Ward left behind two brief autobiographies, narrating a series of events that shaped her identity. As early as 1621, Ward’s portrait was painted, revealing her black pilgrim’s clothing. Her letters and prayers, often written in prose verse, provide useful accounts of her life. Sometimes relying on code words, her letters demonstrate that she was aware of the controversial nature of her work. Ward’s followers continued her religious vocation in Paris after her death, and by 1703, the IBVM had been granted canonical status as a religious order once again. Within fifty years of her death, an anonymous artist depicted her life in The Painted Life, a series of fifty large oil paintings located in the IBVM house in Augsburg, Germany.

In 1909, Ward was officially declared the founder of the Institute of the Blessed Virgin Mary, a religious order still in existence today (Mother Theresa served in the Loreto branch of the order for twenty years). Ward’s determination provided a new path for religious women, one that emphasized education and active missionary work. Her actions both demonstrated and attempt to ameliorate the limitations of the Church in addressing women’s spiritual needs. Ward can be seen as a strong female leader in an increasingly conservative and patriarchal era.

Bibliography

Cameron, Jennifer. A Dangerous Innovator: Mary Ward, 1585-1645. Strathfield, N.S.W.: St. Paul’s, 2000. One of the more useful biographies on Ward with some translated primary sources including papal bulls and Ward’s prison declaration. Timeline, map, and bibliography.

Cover, Jeanne. Love—the Driving Force: Mary Ward’s Spirituality, Its Significance for Moral Theology. Milwaukee, Wis.: Marquette University Press, 1997. Examination of Ward’s spirituality with bibliography and citations.

Littlehales, Margaret Mary. Mary Ward: Pilgrim and Mystic. Tunbridge Wells, Kent, England: Burns & Oates, 2001. Although lacking footnotes, a thorough biography and a few translated primary sources. Photograph of tombstone, and visuals from The Painted Life.

Orchard, M. Emmanuel, ed. Till God Will: Mary Ward Through Her Writings. London: Darton, Longman, and Todd, 1985. An edited collection of primary sources. Provides a useful introduction, and then divides Ward’s writings thematically into reflections on her childhood, her conflicts, and the growth of the institute.
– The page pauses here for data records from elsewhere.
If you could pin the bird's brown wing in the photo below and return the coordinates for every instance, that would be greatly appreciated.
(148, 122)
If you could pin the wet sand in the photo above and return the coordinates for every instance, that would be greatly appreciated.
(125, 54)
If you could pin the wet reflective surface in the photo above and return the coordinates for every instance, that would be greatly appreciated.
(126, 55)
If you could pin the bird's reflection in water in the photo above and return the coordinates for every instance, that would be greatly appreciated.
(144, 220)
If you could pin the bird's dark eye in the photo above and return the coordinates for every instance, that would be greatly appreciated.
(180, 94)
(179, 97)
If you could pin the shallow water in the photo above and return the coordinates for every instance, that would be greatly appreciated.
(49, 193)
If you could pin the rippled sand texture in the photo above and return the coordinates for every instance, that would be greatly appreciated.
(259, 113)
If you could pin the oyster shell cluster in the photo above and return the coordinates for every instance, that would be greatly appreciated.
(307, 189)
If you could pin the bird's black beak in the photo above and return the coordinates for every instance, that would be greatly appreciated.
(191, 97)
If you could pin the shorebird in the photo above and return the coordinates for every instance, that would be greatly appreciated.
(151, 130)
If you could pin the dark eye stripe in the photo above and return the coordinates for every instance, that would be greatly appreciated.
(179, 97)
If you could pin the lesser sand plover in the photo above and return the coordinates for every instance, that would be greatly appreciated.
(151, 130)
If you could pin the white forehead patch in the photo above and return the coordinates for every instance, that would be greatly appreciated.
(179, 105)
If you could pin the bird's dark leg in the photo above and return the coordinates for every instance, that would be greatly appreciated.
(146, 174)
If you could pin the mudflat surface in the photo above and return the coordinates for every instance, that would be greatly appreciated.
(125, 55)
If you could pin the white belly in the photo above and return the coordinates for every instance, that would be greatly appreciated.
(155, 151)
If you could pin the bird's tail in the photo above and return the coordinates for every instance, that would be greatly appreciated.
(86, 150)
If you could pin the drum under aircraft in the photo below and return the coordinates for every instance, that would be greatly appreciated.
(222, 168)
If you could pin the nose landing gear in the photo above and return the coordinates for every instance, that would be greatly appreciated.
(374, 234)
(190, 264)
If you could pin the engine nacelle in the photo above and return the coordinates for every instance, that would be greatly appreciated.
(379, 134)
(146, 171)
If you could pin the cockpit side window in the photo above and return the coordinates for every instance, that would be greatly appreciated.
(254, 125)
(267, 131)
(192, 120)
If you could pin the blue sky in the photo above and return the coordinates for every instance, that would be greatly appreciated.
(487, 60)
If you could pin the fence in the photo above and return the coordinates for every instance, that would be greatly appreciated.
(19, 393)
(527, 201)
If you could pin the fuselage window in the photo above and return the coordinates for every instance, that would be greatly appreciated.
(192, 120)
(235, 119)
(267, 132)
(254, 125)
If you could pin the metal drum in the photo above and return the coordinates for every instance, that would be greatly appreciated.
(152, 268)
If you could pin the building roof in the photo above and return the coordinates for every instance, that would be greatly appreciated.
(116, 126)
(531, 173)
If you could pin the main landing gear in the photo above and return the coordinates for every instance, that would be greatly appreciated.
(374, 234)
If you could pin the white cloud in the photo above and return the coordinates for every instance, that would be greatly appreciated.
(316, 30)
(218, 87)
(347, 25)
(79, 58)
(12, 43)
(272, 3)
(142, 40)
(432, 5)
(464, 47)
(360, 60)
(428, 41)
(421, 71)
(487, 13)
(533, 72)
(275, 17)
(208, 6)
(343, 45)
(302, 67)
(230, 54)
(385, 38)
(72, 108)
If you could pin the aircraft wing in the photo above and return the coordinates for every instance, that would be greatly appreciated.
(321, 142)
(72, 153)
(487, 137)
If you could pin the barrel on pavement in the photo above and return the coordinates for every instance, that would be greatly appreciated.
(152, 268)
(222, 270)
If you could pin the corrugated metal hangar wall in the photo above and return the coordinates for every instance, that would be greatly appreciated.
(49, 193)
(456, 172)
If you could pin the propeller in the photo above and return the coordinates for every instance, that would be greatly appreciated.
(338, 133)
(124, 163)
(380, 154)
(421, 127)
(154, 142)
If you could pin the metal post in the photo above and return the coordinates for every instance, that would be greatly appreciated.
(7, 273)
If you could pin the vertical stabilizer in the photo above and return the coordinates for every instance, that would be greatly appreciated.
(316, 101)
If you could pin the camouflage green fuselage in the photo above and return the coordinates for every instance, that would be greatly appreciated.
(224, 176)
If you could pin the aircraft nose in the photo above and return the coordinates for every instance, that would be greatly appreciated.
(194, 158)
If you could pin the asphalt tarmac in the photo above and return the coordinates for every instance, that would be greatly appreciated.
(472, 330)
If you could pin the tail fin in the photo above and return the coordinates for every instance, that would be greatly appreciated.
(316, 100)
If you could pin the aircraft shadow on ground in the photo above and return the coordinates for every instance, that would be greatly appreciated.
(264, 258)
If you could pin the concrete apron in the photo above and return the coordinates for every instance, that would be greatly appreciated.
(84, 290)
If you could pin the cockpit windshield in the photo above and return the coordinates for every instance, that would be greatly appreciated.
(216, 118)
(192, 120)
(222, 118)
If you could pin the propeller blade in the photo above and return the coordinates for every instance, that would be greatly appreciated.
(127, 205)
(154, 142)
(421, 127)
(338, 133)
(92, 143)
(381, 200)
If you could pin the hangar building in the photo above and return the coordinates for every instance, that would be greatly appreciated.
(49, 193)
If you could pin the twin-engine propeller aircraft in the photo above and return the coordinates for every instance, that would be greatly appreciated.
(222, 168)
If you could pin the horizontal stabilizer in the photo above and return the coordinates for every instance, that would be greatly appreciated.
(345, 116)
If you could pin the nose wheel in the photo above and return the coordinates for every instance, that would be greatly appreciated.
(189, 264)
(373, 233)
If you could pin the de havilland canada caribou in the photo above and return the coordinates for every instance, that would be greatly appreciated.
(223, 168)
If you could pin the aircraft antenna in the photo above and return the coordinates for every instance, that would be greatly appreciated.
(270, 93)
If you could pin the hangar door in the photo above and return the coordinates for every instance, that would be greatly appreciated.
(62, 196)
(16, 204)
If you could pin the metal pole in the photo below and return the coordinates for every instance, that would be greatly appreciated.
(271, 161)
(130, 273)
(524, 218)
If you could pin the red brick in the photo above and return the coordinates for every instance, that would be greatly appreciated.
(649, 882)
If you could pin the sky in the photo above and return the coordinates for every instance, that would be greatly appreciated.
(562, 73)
Map.

Peters, Henriette. Mary Ward: A World in Contemplation. Translated by Helen Butterworth. Leominster, Herefordshire, England: Gracewing Books, 1994. Detailed and authoritative biography that relies on archival manuscripts and unpublished sources. Illustrations and extensive bibliography.

Wright, Mary. Mary Ward’s Institute: The Struggle for Identity. Sydney: Crossing Press, 1997. A useful text for understanding Mary Ward’s contribution to the institute. Provides detailed information on the contemporary institute. Index and bibliography.